Current nutritional guidelines, including those from the USDA and the American Heart Association, recommend consuming seafood at least twice a week. The health benefits of eating fish—particularly those oily fish, like salmon, that are high in omega-3 fatty acids—outweigh any concerns about contamination, scientists say. (The government does advise pregnant and nursing women and young children to avoid shark, swordfish, tilefish and king mackerel.) Yet most Americans fail to reach the two-seafood-meals-a-week goal, even if they’re aware of the recommendations.

“What we found was that people ‘get it’ about the health benefits of eating a seafood-rich diet,” McGuire says. “That isn’t really the barrier to not eating more fish.” What are stoppers, she says, are that people think they don’t like the taste of fish, they think it’s not affordable or they think it’s challenging to prepare. Through her blog, McGuire hopes to dispel those notions.

“I was obviously eating a lot of seafood anyway, so I thought, ‘I’ll show how easy and really delicious it can be,’ ” she says.
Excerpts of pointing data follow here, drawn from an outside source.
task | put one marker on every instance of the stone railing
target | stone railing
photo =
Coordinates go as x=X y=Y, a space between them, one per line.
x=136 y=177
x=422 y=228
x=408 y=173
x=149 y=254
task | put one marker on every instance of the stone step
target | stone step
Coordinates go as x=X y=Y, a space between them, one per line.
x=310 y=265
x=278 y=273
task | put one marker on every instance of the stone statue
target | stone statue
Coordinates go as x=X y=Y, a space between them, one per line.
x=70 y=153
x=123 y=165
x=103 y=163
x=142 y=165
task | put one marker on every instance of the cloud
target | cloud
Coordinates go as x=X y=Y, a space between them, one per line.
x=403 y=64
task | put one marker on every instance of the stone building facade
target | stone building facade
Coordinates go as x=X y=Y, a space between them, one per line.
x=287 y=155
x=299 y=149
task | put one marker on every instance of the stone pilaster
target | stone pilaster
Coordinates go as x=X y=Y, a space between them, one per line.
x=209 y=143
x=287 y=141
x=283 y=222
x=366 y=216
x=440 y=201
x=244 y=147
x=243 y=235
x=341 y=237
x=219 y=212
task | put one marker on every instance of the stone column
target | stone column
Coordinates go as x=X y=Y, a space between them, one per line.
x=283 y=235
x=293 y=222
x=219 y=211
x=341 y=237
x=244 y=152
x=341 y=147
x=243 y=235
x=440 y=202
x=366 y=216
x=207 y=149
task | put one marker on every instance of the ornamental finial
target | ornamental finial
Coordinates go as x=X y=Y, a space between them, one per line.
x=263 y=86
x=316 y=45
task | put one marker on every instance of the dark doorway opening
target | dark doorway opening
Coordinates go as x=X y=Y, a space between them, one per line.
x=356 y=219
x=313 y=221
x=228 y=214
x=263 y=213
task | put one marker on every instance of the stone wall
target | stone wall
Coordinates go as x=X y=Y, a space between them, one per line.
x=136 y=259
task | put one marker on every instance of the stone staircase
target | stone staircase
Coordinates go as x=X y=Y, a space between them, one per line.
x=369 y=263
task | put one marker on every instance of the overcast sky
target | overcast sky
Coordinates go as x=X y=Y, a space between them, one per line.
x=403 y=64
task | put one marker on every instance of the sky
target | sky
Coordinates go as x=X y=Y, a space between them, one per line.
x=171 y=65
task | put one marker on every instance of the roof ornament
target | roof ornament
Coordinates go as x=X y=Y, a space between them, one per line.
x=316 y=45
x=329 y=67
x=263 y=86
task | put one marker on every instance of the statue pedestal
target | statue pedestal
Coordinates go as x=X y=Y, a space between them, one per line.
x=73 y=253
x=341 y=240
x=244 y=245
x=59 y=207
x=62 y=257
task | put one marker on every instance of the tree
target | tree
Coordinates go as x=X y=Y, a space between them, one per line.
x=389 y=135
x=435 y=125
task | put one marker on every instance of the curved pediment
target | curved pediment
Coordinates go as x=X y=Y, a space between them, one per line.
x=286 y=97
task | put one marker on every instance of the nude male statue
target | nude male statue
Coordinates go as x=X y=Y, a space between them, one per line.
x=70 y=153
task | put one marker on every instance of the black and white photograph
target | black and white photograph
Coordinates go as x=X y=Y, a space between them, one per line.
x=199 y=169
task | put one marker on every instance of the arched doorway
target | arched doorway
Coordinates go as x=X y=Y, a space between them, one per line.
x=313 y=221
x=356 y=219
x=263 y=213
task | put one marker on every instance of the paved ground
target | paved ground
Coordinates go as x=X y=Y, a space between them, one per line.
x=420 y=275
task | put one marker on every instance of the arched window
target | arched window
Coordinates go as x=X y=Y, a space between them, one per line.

Americans are happily eating animal protein already, she notes—in 2007, per-capita consumption of beef topped 100 pounds and poultry was just shy of 75 pounds. But seafood weighs in at a mere 16 pounds per person. “That’s a big gap,” McGuire says.

Like most Americans, McGuire didn’t grow up on a seafood diet. As a child in Nebraska, “I was lucky to see a fish stick in our kitchen,” she writes. When her family moved to Texas during her teenage years, however, she discovered fish tacos—and she took to seafood like, well … a fish to water.

During her time at the Friedman School, she became enamored of the seafood dishes at the Italian restaurants in Boston’s North End, savoring such specialties as grilled octopus. Later, in Washington, she lived down the block from the sushi place favored by diplomats from the Japanese embassy. “I love sushi because you can really taste the fish in its most pure form,” she says.

But for those who aren’t quite ready for sashimi, McGuire’s suggestion is to look at favorite foods that use meat, such as chicken, and replace it with seafood. That would lead to the seafood taco, or pizza with shrimp or anchovies (admittedly, she says, an acquired taste). Another good starting point is mixing seafood, particularly shellfish, with pasta.

And for those who don’t live on a South Seas island with access to fresh fish year-round? Not a problem. “People seem to be really surprised seafood is usually just as healthful when it’s frozen, canned, pouched or jarred,” McGuire says. “If you’re going to be eating a seafood-rich diet, you should have it on hand at all times, which you can’t necessarily do with fresh seafood. That’s how I operate, even in Hawaii.”

As for affordability, “the most bang-for-your-bite choices are canned tuna and other canned fish and shellfish,” she says. White albacore tuna, particularly, is extremely nutrient-rich in those prized omega-3 fatty acids. Also, she says, look for supermarket specials, and for individually frozen fish filets, which can be thawed as you need them—these are often available in bulk at warehouse stores.

And no, McGuire does not go casting about for her own fish. “My husband grew up in Texas, and his family has a ranch with a fishing lake, so when we go there, we’ll fish,” she says. “But I certainly don’t provide my own food with any regularity.”

In addition to her master’s degree in nutrition communication from the Friedman School, McGuire earned her R.D. certification through the University of Delaware. But, she says, “I’m not a chef. My recipe-creation skills are sometimes limited.” So in addition to her original creations on the blog, she features recipes from a variety of online sources, often adapting them as she goes along. Most Mondays, she posts her “supper plan” for the week, giving readers a preview of what’s to come.

Among the recipes featured on the blog are elegant fare like “Sole Amandine with Shredded Brussels Sprouts” (from; a fairly quick-and-easy salmon chowder that uses instant mashed potato flakes and frozen vegetables (from; and Rachel Ray’s “My-oh-mahi!” fish tacos.

Will she dare to mention her least favorite fish?

“Actually, there are very few foods I won’t eat,” she admits. “I’m a really strong believer in trying everything.”